Friday, October 25, 2013

Over-reach by the state does not provide safe and secure cultures in which to grow our kids and grandkids

Is there a creeping worm among the political class, or it is just that several forces are converging simultaneously, or maybe both?
There is a kind of frightened over-reach that we see in too many political decisions, actions and their negative repercussions. Drone attacks from the U.S. are killing far too many innocents to provide a clean, effective scorched earth approach to the terrorist threat. Spying by national security agencies has reach far too deeply into the private phones/lives of far too many individuals and leaders that it is threatening long-standing relationships of trust. And third, there is a kind of zero tolerance policy and approach to misdeeds, especially to those misdeeds that embarrass political leadership, resulting in a kind of over-reach of power when it comes to discipline. In effect, there is no discipline process, just what my Russian professor of Comparative Education used to call the "Russian method" of elimination of the problem. And of course, the mis-steps and disdeeds of those in power are so micro-reported that we lose sight of their long-term import.
The U.S. model of leadership has been allowed to inflict itself on the world community for far too long. While there is a modicum of perceived security in being able to threaten to "blow up" whomever might disagree with the U.S. policy, there is also a very dangerous kind of "gun-boat-morphing-into-cruise-missile-or drone-or-cyber-invasion" kind of diplomacy that would put any reasonable ally on guard. The mere existence of and the worship of military approaches, as the backdrop to governance, has the extreme capacity to limit our options, and the options of those who oppose us. Power, in the hands of the state, has to be  both monitored and modestly administered, if we are to live in a world that is not threatened by too many potential sparks of conflict, and the kind of culture that breeds those sparks.

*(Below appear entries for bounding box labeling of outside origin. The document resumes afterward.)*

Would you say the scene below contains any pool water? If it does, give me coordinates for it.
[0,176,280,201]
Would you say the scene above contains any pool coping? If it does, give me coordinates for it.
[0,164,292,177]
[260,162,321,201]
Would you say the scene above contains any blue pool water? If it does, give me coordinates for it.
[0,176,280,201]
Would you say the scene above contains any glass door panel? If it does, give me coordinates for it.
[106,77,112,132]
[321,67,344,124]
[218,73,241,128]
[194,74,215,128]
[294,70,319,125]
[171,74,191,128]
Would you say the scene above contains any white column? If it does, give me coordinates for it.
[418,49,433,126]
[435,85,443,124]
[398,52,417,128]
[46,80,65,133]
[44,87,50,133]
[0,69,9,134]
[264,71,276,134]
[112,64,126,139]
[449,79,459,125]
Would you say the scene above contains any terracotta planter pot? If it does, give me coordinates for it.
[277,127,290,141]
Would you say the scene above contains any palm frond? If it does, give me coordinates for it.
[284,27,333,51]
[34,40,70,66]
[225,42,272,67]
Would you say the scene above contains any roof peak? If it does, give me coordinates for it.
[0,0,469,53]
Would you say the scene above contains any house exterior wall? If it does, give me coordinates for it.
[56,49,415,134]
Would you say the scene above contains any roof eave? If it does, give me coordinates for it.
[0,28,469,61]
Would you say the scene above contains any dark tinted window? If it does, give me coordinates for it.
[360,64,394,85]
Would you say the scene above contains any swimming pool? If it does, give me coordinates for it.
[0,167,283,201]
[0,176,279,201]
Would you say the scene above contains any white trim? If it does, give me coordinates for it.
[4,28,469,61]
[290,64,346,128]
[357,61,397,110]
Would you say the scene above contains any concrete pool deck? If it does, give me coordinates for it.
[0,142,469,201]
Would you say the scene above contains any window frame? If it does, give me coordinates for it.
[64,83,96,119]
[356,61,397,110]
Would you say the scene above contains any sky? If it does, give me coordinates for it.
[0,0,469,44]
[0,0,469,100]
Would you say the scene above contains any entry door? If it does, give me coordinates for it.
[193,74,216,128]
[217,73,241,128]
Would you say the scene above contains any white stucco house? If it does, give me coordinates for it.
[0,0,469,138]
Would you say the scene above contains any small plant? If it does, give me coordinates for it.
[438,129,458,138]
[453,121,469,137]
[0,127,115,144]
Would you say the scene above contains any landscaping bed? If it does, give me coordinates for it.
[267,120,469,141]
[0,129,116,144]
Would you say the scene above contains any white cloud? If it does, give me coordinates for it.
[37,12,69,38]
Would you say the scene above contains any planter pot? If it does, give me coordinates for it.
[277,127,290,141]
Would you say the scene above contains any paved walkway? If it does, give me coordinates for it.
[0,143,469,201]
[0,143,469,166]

We do not live on the "set" of some video game, nor on the "set" of some movie production studio. We live on a fragile planet, with ecosystems and balances that we seem to believe, or at least act as if we believe, can be thwarted by our collective and individual narcissism. We are not supremely powerful, nor should we either wish or expect to be, and yet, more and more public responses from political leaders attempt to creep over whatever modest lines of execution that we might expect them to require in order to do their job.
The treat of annihilation has faced the state of Israel since its inception. It is the proverbial and the archetypal victim-orphan-target of many who simply believe that its existence is unacceptable. And, although heavily armed, the threat does not go away.
Is that the kind of model that we are moving toward for all other countries on the planet...that there are enemies everywhere who seek to obliterate other countries in order to exercise their own power?
If it is, and if it is not stopped, then the terrorists will not have to devise any more IED's, or strap any more underwear bombs to their bodies, or enlist to become suicide bombers because they will have already unleashed so much fear that their mission has already crippled too many significant national and international decisions.
Are we, in effect, watching the creeping decay of over-reach that accompanies the already extant neuroses and psychoses that are especially prevalent among those who seek and who need positions of power?
Merkel is right to be publicly hostile to any attempt to spy on her cell phone. And the implications of such activity can only impede progress to peace and security for us all. And over-reach in one capital is now justification for over-reach in another, given the shrinking world and the 24-7-365 seepage of snippets of undigested and random pieces of information...and the picture that emerges is not one of hope and trust, but one of the increasing deployment of hard power, and the kind of "management" that can only be described as "tyrannical" given the "boiling-frog" evisceration of anything that resembles "due process"....
And we are all the lesser for having watched in silence as this process has invaded our political culture and discourse.